For American democracy to survive, children should learn the value of the American Project, especially compared with every other project in world governance. The American Project is, indeed, an actual project. It takes work to close the gap between the promise of our ideals and the sad reality we have, time and time again, failed to live up to those ideals.
Instead of denouncing America and the Founding Fathers on the steps of the Lincoln memorial, Martin Luther King Jr. demanded that Blacks be a full part of the American dream. As David French writes, “Americans ended slavery and Jim Crow, not through a revolt against the Founding, but rather through a defense of the Founding. It is through appeals to America’s founding promise, that marginalized American communities have muscled their way into more-complete membership in the American family.”

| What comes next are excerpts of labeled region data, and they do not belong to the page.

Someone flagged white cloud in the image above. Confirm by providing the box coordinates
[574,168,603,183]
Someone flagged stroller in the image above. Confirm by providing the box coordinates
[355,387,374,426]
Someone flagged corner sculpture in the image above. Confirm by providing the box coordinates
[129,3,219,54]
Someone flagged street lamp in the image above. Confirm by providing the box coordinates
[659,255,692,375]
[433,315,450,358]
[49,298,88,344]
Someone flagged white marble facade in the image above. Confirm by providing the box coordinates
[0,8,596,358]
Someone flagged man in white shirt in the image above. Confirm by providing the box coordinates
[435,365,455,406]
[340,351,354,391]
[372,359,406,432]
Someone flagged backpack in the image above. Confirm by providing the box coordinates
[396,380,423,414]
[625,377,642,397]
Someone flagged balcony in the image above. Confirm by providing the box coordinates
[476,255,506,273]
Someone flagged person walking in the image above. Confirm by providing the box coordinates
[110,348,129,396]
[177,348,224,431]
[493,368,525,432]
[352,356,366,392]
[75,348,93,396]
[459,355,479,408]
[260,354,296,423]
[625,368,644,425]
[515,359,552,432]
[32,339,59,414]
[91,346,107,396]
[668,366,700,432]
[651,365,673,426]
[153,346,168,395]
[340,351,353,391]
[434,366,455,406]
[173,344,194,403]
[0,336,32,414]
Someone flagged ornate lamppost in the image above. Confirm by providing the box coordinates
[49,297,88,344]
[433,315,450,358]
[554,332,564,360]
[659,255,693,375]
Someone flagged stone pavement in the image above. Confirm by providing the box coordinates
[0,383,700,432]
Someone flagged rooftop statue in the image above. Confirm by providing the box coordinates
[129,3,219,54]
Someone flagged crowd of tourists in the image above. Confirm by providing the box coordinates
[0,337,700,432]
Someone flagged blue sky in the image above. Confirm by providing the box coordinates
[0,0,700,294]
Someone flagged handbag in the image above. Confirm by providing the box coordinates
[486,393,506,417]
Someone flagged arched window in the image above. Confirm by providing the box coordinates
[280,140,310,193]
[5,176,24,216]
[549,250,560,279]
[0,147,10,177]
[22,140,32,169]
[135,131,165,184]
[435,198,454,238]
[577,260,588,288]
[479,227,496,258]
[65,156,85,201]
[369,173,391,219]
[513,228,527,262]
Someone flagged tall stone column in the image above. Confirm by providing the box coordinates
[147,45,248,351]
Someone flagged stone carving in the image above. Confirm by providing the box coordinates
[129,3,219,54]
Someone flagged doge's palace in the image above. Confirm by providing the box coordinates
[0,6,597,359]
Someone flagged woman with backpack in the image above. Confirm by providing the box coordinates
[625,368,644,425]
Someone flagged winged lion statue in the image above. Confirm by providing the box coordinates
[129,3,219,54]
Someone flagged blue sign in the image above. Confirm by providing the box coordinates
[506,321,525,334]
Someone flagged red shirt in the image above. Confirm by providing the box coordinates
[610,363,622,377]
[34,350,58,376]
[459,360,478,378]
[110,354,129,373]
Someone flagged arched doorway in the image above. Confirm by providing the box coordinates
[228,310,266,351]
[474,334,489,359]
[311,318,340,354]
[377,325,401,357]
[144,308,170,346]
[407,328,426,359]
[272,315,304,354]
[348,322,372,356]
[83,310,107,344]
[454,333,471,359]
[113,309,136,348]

I’ll end with a short story about Brittney Griner, A star basketball player, Griner chose not to stand for the national anthem in 2020. She, like hundreds of other professional athletes, protested, and these protests influenced me. They helped me think more about the challenges that African Americans have faced and continue to face.
But then Griner sat in a Russian jail for ten months. Finally released and back home in America, Brittney is now standing for the Star Spangled Banner. She recently said, “One thing that’s good about this country is our right to protest. It just means a little bit more to me now. So I want to be able to stand. I was literally in a cage and could not stand the way I wanted to….Just being able to hear my national anthem, see my flag, I definitely want to stand.”
Thanks Brittney. It is a reminder that we ought to celebrate America on July 4.